Andrew Burnett got so angry at a female driver who tapped the bumper of his car in heavy traffic that he reached into her car, picked up her small dog and hurled it into traffic. The dog died, and Burnett was convicted of cruel killing of an animal. On appeal, Burnett argued that the death was really the dog’s fault, since the animal had safely reached the other side of the road and should have stayed there. Instead, the dog tried to make it back to its owner and was run over. Burnett’s conviction was upheld.
People with tattoos are often unfairly stereotyped, making it hard for them to get ahead at work, said Rep. Lois Capps, a California Democrat. She was trying to wheedle $50,000 in federal funds for the Liberty Tattoo Removal Program of San Luis Obispo County. She got the money.
To avoid victimizing American Indians, costumes were forbidden at a school Thanksgiving pageant in Skokie, Ill., because the cardboard headdresses to be worn by children portraying Indians contributed to a stereotype. So the celebration of Pilgrims meeting Indians was conducted in whatever clothes the students were wearing that day.
Two black women are suing Southwest Airlines because a flight attendant, attempting to get passengers to sit down for takeoff, said over the intercom, “Eeny, meeny, miney, moe; pick a seat, we gotta go.” The women said the flight attendant’s comment harmed them emotionally by bringing to mind an old racist version of the rhyme, ending, “Catch a n—– by the toe.” The commonly accepted form of the jingle ends in “Catch a tiger by the toe.”
Lawyers are victims of bad publicity and society’s prejudices, according to Florida attorney Tod Aronovitz. As president of the Florida bar for 2002-2003, he was in a position to do something about it, so the bar committed $750,000 to a “Dignity in Law” public relations effort. Lawyer jokes have not yet been stamped out, but by May 2003, positive media coverage of lawyers had tripled, in large part because of the targeting of reporters who write about law, the bar reports.
A high school student in Trento, Italy, faced with the prospect of having to repeat junior year because she failed math, hired a lawyer who argued that she was suffering from “irreversible psychological pathology,” or math phobia. A regional court ruled that the condition made it impossible for her to study or master math and allowed the school to move her directly into senior year.
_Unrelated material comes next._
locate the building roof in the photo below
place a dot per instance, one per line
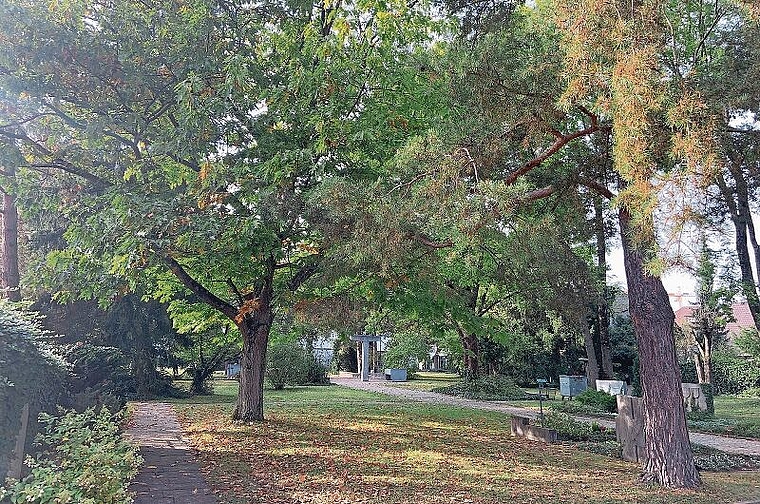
(742, 316)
Catherine Zeta-Jones and husband, Michael Douglas, sued the British magazine Hello! for publishing unauthorized photos of their wedding that allegedly made her look fat and frumpy. Zeta-Jones said she was devastated by the photos. Defense lawyers noted that the couple might be concerned about money: They had sold exclusive rights to photograph the ceremony to another magazine for $1.6 million.
In February, a giant representation of the most prominent feature of male anatomy appeared on the Harvard campus, built out of snow by members of the men’s crew team. Amy Keel, class of ’04, decided that the snow sculpture was an assertion of male dominance as well as an implied threat to women. So she and her roommate knocked it down. In sympathy with the knockdown, Women’s Studies lecturer Diane Rosenfeld lamented that the sculpture follows on a long line of public phallic symbols, including the Washington Monument and missiles. Wendy Murphy, a lawyer and visiting scholar at Harvard Law School, deplored the administration’s silence: “What if students had built a snow sculpture of a Nazi swastika or a Confederate flag?” This may have been Harvard’s first suggestion that all men are born with the equivalent of a Nazi-Confederate symbol built right in.